The crew of fishing vessels need to be medically fit for their physically demanding work. New medical examination guidelines will improve and standardize these examinations, leading to improved health and safety in the fishing sector.






Illustrative image (ILO)

GENEVA (ILO News) – A new set of guidelines, adopted at a joint meeting  of the International Labour Organization (ILO) and the International Maritime Organization (IMO), will improve the medical examination process of fishers.

Work on fishing vessels is strenuous and includes catching and processing fish in a challenging environment. Fishers work and live at sea for extended periods, even years, in close quarters, often far from access to immediate medical care. Many work on fishing vessels that fly a flag of countries other than their home country. All need to undergo appropriate medical examinations to ensure they are healthy and fit for their work, which yields one of the world’s most important and nutritious food sources.

The new guidelines will support medical practitioners and authorities in conducting examinations, in line with the ILO’s 
Work in Fishing Convention, 2007 (No. 188) , which requires fishers to hold a medical certificate attesting to their fitness. The IMO will introduce a similar requirement through its upcoming revised Code of the International Convention on the Standards of Training, Certification and Watchkeeping for Fishing Vessel Personnel.

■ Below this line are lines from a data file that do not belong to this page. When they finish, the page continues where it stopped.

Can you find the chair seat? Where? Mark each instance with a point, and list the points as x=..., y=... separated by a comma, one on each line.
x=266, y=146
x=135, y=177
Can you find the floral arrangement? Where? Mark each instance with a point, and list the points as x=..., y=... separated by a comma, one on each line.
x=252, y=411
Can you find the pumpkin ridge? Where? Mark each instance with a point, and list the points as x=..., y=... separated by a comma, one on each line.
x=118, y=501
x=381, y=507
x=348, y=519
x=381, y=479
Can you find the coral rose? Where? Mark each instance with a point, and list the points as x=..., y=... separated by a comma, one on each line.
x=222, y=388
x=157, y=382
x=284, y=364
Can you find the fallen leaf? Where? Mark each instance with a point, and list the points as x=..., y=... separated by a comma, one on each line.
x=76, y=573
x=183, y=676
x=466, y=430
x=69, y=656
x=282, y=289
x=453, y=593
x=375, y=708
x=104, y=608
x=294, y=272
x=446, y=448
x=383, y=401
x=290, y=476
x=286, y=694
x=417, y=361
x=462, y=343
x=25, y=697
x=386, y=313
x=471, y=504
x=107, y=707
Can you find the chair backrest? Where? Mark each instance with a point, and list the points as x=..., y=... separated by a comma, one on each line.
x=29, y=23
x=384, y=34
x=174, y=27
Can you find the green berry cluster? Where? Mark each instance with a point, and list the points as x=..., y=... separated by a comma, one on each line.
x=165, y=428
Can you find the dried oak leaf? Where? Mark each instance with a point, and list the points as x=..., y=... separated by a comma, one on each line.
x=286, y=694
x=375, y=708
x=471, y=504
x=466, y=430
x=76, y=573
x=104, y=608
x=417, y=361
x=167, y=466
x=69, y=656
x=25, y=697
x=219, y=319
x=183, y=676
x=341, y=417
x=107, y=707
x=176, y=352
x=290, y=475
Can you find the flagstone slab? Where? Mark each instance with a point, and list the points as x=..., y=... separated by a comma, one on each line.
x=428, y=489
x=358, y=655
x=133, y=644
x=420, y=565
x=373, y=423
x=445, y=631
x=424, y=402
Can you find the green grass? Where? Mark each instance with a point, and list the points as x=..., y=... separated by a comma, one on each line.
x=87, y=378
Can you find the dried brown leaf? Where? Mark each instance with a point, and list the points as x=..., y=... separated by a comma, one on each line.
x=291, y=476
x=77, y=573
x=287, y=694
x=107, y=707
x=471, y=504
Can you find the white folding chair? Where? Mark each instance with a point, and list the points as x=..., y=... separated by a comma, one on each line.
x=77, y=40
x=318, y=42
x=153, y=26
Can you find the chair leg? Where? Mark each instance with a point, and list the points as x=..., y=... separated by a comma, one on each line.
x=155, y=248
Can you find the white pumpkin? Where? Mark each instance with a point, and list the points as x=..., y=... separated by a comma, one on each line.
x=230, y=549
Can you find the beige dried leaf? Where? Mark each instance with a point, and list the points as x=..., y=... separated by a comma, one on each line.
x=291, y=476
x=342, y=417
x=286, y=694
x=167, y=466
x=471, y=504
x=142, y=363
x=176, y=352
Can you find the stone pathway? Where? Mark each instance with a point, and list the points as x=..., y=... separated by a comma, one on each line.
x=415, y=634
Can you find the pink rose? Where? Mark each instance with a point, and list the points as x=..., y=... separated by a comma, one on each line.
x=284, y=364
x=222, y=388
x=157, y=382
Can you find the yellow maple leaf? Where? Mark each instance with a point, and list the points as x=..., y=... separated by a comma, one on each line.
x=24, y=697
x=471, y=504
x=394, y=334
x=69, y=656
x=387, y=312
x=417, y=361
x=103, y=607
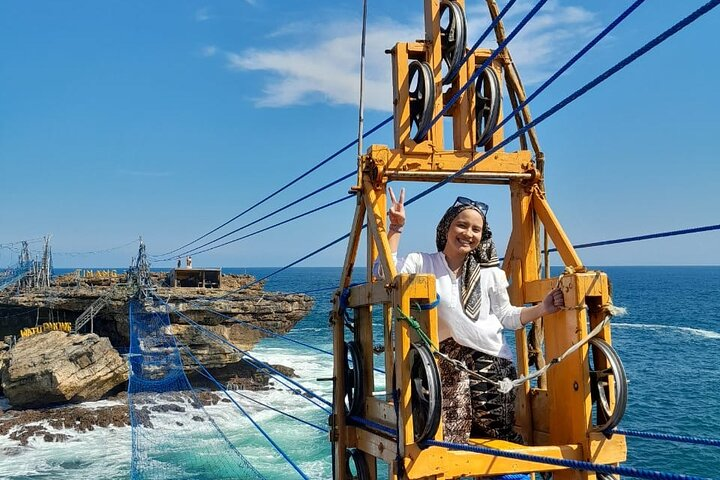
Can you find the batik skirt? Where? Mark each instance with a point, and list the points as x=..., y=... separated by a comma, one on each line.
x=474, y=407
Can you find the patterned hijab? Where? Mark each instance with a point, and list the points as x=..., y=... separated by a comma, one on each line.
x=483, y=256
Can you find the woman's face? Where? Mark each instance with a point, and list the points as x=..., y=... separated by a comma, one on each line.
x=465, y=233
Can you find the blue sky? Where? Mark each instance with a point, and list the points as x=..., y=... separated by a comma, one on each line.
x=164, y=119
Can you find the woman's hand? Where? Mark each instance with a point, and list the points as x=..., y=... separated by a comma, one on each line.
x=553, y=301
x=396, y=214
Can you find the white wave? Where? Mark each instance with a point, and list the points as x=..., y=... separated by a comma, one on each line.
x=709, y=334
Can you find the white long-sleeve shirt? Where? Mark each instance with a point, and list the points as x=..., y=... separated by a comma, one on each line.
x=496, y=312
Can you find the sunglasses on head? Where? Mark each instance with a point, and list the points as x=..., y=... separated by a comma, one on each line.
x=472, y=203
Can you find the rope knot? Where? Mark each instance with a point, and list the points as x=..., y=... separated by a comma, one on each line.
x=505, y=385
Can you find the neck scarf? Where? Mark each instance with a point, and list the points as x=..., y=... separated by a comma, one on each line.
x=483, y=256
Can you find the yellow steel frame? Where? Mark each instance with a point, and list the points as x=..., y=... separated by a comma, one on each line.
x=556, y=421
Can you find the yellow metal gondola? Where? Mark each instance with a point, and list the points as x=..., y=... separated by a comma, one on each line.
x=555, y=417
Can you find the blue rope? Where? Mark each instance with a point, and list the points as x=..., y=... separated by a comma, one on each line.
x=574, y=96
x=577, y=94
x=258, y=363
x=574, y=464
x=257, y=426
x=668, y=436
x=269, y=332
x=274, y=212
x=427, y=306
x=645, y=237
x=487, y=62
x=572, y=61
x=275, y=225
x=205, y=373
x=343, y=149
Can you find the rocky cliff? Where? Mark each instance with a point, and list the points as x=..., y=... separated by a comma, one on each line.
x=56, y=367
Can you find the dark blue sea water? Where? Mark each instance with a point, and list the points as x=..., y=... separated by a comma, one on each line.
x=669, y=342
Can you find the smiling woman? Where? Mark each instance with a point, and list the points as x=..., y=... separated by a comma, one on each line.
x=474, y=309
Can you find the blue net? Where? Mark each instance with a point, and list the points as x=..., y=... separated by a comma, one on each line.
x=173, y=436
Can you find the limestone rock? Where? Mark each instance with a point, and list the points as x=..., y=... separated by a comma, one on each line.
x=57, y=367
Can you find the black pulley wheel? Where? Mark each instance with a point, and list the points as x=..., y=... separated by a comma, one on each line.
x=453, y=37
x=422, y=97
x=354, y=375
x=606, y=369
x=356, y=467
x=426, y=394
x=487, y=105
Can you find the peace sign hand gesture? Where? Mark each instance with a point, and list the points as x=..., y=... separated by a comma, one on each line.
x=396, y=214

The guidelines refer to the relevant international legal instruments. They provide guidance for competent authorities and for persons recognized by competent authorities to conduct medical examinations and to issue medical certificates. They set out vision and heating standards, physical capability requirements, fitness criteria for medication use and common medical conditions, formats for recording medical examinations and medical certificates. They also address matters such as the frequency and conduct of examinations, the right to privacy, and appeals procedures if a certificate is denied.

In addition to the medical examination guidelines, the tripartite meeting of representatives of governments, fishing vessel owners and fishers noted the importance of fisher’s occupational health surveillance programmes. They requested the ILO develop guidance on this subject through a tripartite consultation process and with the IMO and others, drawing on principles set out in ILO occupational safety and health instruments, as well as work that is already being undertaken by social partners and maritime medical experts.

The tripartite meeting took note of the 
ILO’s Declaration on Fundamental Principles and Rights at Work , which was amended in 2022 to specify that all ILO Member States have an obligation to respect, promote and realize the newly added principle on the fundamental right to a safe and healthy working environment.

The outcome of the meeting will be submitted to the IMO’s Maritime Safety Committee in May 2024 and the 
Governing Body of the ILO  in November 2024. Subject to their decisions, it will be widely disseminated by the two Organizations. The guidelines will contribute to the improved health and safety of fishers, and by doing so will also help reduce fishing sector accidents and fatalities.